CBW-IMPACTT Microbiome Analysis Module 2 Lab Answers

Question 1: How many samples are there?

We have 12 samples. The raw data folder contains one fastq.gz file for each set of the forward and reverse sequences (labelled R1 and R2, respectively) for each of the samples (BBxxx).

Question 2: Into what group(s) are the samples classified?

The samples are classified into two different groups: either bulk or rhizosphere soil and forest or managed sites.

Question 3: What would happen if you ran this exact command on V4/V5-amplified sequences?

Cutadapt will only trim reads that match the specified primer sequence. Therefore, most reads would be discarded because we are including the --p-discard-untrimmed option.

Optional Question: How long are the reads now?
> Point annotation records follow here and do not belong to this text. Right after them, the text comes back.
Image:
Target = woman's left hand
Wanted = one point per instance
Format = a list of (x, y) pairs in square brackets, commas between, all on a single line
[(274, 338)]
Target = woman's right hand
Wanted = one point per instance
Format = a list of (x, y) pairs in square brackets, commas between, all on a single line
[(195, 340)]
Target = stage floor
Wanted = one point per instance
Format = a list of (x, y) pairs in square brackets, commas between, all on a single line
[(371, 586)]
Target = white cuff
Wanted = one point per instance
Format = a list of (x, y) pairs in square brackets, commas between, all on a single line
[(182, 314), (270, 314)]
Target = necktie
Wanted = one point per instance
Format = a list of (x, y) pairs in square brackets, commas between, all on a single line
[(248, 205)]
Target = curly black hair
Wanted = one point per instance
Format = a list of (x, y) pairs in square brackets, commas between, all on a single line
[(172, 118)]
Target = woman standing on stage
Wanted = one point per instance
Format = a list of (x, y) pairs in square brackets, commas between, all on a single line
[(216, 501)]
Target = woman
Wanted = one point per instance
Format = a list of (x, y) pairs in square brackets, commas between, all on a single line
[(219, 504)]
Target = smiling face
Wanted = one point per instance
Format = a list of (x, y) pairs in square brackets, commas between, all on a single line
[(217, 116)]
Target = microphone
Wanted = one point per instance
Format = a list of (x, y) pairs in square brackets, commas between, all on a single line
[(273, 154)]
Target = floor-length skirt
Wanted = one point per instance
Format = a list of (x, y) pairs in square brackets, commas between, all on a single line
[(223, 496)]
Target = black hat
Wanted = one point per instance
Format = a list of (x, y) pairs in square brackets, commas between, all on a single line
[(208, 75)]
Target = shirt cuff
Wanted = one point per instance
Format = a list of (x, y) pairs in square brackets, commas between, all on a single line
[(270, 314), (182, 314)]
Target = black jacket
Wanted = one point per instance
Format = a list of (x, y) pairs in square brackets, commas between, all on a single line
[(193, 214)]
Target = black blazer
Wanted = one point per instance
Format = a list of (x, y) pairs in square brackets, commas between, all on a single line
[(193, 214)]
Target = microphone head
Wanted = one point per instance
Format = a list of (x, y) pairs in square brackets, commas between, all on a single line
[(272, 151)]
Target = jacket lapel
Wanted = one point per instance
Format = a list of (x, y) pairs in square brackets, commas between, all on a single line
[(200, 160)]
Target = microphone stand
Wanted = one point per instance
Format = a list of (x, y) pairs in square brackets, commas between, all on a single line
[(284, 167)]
Is this what you were expecting?

You should see that the reads are around 280 bp long now, because the ~20 bp primers have been trimmed from the ends and they were ~300 bp to start).

Question 4: How long are our forward reads? Why are there no reverse reads in our file?

The forward read median length is 405 nucleotides. There are no reverse reads because forward and reverse reads were merged into one sequence during read joining.

Question 5: What would be a good trim length for our reads?

There is no one right answer for this question, but a trim length of 392 nucleotides is good enough to maintain a proper balance between depth and quality.

Question 6: What is the mean sequencing depth per sample after denoising?

The mean sequencing depth (frequency) across all denoised samples is 11,065.25 reads.

Question 7: Which sample has the least reads?

Sample BB203 has the lowest sequencing depth (7,593 reads).

Question 8: What is the maximum sequencing depth across all samples?

The final maximum sequencing depth is 11,690 reads.